A garden made of robotic flowers? Sure, if it’ll get kids to code

May a 100 robotic flowers bloom. (Photo: Jason Dorfman/CSAIL)
May a 100 robotic flowers bloom. (Photo: Jason Dorfman/CSAIL)

A robotic garden with mechanical insects, origami birds, and LED flowers that can bloom on command is the latest tool that teachers can use to get kids interested in programming.  

The “robot garden” kit, developed by MIT, features more than 100 individual robots, including eight different kinds of flowers, that can each act on individual commands or follow instructions addressed to the group.

These metal ducks started out as a 2D cut-out, flat like paper. When they were warmed in an oven, metal responded to the heat, folding into the right shape. (Photo: Joseph DelPreto/CSAIL) These metal cranes started out as a 2D cut-out, flat like paper. When they were warmed in an oven, metal responded to the heat, folding into the right shape. (Photo: Joseph DelPreto/CSAIL)

Researchers at MIT’s Computer Science and Artificial Intelligence Laboratory designed the colorful, shape-shifting setup to appeal to school kids of all ages, and get them interested in programming early on.

The individual elements can be programmed using the open-source Arduino microcontrollers, a favorite among hackers and DIYers.

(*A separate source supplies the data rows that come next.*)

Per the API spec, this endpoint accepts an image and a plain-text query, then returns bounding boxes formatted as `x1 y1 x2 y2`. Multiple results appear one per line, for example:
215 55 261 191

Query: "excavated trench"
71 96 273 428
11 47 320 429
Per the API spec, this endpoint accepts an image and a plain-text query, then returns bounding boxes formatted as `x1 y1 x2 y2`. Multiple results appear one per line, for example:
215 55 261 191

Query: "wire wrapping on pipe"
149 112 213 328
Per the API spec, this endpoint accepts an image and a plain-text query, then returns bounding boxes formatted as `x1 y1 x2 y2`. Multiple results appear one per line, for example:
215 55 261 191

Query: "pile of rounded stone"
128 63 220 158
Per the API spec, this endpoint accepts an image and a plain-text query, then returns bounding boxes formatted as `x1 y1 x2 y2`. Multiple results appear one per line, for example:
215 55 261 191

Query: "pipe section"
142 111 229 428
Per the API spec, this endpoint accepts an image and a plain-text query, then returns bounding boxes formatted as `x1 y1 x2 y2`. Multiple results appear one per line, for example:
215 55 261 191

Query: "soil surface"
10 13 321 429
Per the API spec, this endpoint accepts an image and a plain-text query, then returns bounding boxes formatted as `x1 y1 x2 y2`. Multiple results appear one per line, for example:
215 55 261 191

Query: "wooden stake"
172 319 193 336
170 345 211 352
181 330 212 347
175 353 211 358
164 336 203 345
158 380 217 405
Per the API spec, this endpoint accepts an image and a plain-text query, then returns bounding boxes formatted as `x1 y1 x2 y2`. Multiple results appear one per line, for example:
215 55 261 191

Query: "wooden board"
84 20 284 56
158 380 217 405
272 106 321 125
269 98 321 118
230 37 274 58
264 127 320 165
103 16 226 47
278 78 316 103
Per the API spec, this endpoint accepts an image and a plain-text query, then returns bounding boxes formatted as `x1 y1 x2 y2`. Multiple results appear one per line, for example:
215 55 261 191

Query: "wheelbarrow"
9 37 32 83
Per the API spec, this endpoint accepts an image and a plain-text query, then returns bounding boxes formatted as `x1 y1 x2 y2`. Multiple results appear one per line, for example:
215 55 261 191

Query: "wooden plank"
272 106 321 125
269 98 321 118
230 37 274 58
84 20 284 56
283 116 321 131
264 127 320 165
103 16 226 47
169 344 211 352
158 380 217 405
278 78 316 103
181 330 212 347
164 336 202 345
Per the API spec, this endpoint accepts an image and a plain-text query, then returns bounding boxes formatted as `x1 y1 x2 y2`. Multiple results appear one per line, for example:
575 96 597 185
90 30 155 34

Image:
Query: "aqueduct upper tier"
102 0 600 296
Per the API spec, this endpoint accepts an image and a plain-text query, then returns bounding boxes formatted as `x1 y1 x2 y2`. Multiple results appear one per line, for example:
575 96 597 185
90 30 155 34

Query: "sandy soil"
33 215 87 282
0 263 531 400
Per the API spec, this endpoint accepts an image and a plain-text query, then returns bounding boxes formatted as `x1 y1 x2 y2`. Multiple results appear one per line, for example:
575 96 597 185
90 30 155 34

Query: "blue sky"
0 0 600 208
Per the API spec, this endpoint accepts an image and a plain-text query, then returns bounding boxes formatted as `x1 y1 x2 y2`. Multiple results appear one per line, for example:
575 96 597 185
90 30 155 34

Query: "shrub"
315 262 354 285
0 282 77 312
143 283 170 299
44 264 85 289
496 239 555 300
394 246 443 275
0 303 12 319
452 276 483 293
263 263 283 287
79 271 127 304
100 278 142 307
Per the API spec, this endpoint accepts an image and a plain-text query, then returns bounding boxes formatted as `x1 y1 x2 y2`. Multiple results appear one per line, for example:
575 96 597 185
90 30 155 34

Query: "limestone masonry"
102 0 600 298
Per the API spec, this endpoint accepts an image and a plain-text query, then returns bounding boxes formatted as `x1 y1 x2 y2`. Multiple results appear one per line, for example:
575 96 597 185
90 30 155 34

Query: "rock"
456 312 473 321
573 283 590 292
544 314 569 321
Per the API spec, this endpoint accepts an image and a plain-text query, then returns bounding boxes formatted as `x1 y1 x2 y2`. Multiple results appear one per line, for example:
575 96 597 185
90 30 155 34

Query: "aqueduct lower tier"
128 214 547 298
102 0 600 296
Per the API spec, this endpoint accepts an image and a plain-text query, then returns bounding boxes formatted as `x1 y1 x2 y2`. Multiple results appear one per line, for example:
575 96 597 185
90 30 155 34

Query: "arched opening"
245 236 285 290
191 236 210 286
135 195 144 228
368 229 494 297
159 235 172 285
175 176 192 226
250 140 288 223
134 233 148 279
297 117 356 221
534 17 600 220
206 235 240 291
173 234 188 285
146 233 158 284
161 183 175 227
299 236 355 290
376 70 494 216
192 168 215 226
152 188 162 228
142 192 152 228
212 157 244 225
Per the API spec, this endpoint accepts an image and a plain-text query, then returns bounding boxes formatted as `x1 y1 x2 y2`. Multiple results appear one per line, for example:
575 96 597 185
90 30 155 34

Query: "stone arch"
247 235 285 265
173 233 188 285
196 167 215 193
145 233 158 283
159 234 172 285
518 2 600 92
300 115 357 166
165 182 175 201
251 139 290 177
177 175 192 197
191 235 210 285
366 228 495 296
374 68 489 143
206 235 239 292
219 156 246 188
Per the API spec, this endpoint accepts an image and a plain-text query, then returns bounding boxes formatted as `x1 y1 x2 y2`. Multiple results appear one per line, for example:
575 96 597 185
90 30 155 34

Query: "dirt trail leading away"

Once programmed, the exhibit can be controlled by a tablet computer.

Adorable programmable robotic toys such as Sphero, built by the Colorado firm Orbotix, are already a hit among educators seeking to hook their wards on STEM concepts, and computer science in particular.

What’s different about robotic garden, besides the variety of elements, is that it lends itself well to a lesson in what’s known as “distributed computing” — the concept of programming many simple, but networked, objects.

“Students can see their commands running in a physical environment, which tangibly links their coding efforts to the real world,” Lindsay Sanneman, an MIT student who led the team that designed the setup, said in a release.

The next step is to enable the garden to be controlled by multiple devices at the same time.